Nvidia shares fell 1.1% to $175.05 in premarket trading Monday morning. The move extends a difficult stretch for the AI chip leader.
NVIDIA Corporation, NVDA
Over the past month, the stock has dropped 14%. Monday’s decline came as part of a wider market selloff.
S&P 500 futures lost 0.6% in early trading. The weakness spread across the semiconductor sector.
Advanced Micro Devices fell 1.1% while Broadcom declined 0.8%. Both companies saw similar pressure in premarket activity.
Despite recent losses, analysts remain confident in Nvidia’s prospects. Bernstein reaffirmed its Outperform rating on November 26 with a $275 price target.
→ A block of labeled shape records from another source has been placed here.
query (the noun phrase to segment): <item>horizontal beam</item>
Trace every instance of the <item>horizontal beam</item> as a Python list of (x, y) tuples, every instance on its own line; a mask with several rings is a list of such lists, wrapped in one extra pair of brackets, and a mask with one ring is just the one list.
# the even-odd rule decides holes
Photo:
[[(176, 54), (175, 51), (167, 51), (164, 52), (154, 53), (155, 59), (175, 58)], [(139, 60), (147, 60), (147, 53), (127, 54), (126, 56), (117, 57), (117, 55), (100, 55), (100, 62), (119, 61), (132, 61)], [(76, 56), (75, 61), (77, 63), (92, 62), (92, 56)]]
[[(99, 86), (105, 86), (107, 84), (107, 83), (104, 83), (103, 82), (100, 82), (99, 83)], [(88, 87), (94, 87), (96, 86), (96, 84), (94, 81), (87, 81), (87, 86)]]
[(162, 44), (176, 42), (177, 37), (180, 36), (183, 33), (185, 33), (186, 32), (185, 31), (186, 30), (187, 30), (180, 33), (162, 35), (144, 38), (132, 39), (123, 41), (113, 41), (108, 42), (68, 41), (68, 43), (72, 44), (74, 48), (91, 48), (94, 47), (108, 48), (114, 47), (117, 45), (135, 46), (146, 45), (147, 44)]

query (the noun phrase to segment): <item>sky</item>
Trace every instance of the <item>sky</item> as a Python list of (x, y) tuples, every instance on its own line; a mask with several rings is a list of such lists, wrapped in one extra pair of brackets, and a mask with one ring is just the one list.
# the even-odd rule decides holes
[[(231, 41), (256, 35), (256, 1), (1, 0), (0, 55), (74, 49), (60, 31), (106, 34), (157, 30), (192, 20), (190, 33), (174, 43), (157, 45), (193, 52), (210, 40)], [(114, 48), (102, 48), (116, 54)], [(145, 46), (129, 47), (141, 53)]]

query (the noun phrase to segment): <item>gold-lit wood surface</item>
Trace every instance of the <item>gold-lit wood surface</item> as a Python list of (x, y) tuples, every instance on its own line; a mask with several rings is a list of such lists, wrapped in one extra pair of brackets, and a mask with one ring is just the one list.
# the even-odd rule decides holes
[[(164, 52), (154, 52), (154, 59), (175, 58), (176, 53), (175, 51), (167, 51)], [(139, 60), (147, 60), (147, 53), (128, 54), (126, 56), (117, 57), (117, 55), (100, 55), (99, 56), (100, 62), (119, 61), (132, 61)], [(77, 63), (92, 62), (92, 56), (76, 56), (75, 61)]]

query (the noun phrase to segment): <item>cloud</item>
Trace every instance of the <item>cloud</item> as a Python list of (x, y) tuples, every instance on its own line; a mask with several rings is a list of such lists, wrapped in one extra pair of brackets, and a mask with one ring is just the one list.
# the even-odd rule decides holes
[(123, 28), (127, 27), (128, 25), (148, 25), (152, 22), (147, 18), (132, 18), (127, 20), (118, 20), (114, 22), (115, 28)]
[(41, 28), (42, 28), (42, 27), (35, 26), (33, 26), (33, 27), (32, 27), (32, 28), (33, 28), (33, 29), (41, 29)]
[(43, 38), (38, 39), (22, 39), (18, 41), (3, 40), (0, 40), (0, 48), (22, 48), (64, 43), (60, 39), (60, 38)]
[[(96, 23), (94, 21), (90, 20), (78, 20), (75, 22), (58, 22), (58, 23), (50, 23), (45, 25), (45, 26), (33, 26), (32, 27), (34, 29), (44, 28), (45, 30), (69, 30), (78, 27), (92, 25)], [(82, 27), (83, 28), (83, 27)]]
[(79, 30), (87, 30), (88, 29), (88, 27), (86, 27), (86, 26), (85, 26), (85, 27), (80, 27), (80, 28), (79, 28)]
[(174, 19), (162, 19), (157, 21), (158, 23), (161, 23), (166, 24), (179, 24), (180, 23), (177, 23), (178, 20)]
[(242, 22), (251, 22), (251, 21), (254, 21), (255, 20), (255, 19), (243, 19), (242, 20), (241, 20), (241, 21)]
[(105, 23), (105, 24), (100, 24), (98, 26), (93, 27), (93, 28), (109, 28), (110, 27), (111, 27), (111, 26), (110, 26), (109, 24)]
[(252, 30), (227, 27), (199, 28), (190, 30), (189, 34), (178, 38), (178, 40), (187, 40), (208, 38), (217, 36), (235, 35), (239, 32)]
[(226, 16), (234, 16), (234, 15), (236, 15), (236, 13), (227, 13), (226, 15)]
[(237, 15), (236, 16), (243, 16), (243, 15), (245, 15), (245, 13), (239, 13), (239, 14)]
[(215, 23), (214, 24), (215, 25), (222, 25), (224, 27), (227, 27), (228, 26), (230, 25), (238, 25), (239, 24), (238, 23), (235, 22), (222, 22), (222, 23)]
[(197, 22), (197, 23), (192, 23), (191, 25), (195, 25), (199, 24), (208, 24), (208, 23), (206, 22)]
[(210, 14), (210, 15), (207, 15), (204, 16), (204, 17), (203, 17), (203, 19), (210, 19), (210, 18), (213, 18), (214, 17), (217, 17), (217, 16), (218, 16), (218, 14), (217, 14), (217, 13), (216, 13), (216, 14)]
The rating followed a memo Nvidia sent to Wall Street analysts. The document addressed investor concerns about receivables, working capital, and revenue flows.
Bernstein called the company’s explanations reasonable. The memo helped clear up questions that had been weighing on sentiment.
Client interest in the memo was high. Bernstein reported fielding multiple requests to review the details.
Citi raised its price target to $220 from $210 on November 10. The firm expects third-quarter sales of $57 billion, above the $55 billion consensus.
The investment bank sees continued strength ahead. Citi projects $62 billion in January quarter sales, beating Wall Street’s $61 billion estimate.
Bank of America also maintains a positive view. The firm highlights $500 billion in data center orders for 2025 and 2026.
Bank of America forecasts earnings per share of $8. That represents 50% sales growth and 70% EPS growth.
The broader AI market keeps expanding at a rapid pace. UBS analysts project global AI capital expenditure will reach $423 billion this year.
That figure is expected to climb to $571 billion in 2026. The growth provides room for multiple chip makers.
Broadcom’s work with Google on Tensor Processing Units has raised questions. Some investors wonder if TPUs could steal market share from Nvidia’s GPUs.
Google’s chips can offer better economics in certain scenarios. However, Nvidia’s software platform and GPU versatility remain key advantages.
Nvidia has shipped 6 million Blackwell units according to recent disclosures. The figure points to healthy demand for its newest architecture.
The company disclosed it has $500 billion in data center orders lined up. Those orders span 2025 and 2026.
Citi expects the momentum to carry through the next several quarters. The firm’s sales projections consistently run above consensus estimates.